For instance, I never learned
the correct place to put a comma. I just thought that it came after a natural
breath in a sentence. I know that the “Shirley Method” teaches comma rules, but
I just never learned them because no one ever taught me. When I went to middle
school, I transferred schools so that I was in a different town that used a different
curriculum. Every student there had been learning the stupid “Shirley Method”
ever since they were three years old (that may be a slight exaggeration, but it
felt this way to me), so by the time I started going to school there, no one
ever explained the rules to me. They just started chanting off “Subject, verb,
direct object, indirect object, complete thought. Is this a sentence? Yes. Rule
Four. Blah, blah, blah….” I had no idea what in the world they were talking
about. Sure, I knew what a subject was. Yes, I have had some practice with
verbs. Hey, I even know what adverbs, adjectives, and prepositions are, but I
did not understand the chanting business.
They also labeled everything.
Possessive Pronoun Adjective was labeled “PPA.” Say what? I did not understand
and no one explained it to me. I had to guess on everything. When one does not
understand the material and is guessing from what they think they understand,
all kinds of crazy grammar rules come to surface. When do you use an
exclamation point? You use it whenever you want to strongly express something. That
meant that I used exclamation points profusely. In reality, exclamation points
should almost never be used in academic writing and sparingly in creative
writing. Let’s be honest, most things in a paper are not truly worthy of the
explicit signature of an exclamation point. What about writing an organized
paper? It must be a five paragraph essay, of course. Wrong answer. Your thesis
must list your three points exactly. Wrong answer. Your thesis must be one
sentence and must be the last sentence of your introduction. Wrong again. None
of these things are true. Sometimes they work, but they all recall a set in
stone way of writing an essay. The truth is that an essay calls for a paper
that can have as many paragraphs and points as one needs to as long as the
theme of the paper is thoroughly explained.
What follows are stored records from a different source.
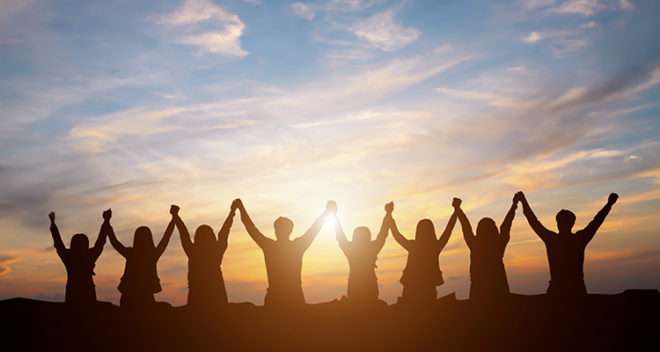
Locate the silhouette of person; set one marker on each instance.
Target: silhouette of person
(206, 285)
(79, 261)
(422, 273)
(487, 273)
(284, 256)
(362, 254)
(140, 280)
(565, 249)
Theses should be at the beginning
somewhere and should be fairly short, but there is no rule that says it must be
in a specific place on the paper and contain one’s points exactly word for
word. As long as a thesis statement tells the reader what one’s paper is about,
that is enough.
Whacky and confusing grammar
rules were an extensive part of my training. Perhaps it was a good thing that I
did not know the “Shirley Method” as well as everyone else. This lack of
knowledge may have helped me in the long run so that I am now more flexible and
loose in writing my essays. All I know is that sometimes what is taught in
schools is not always what is correct. Sometimes it is just whacky.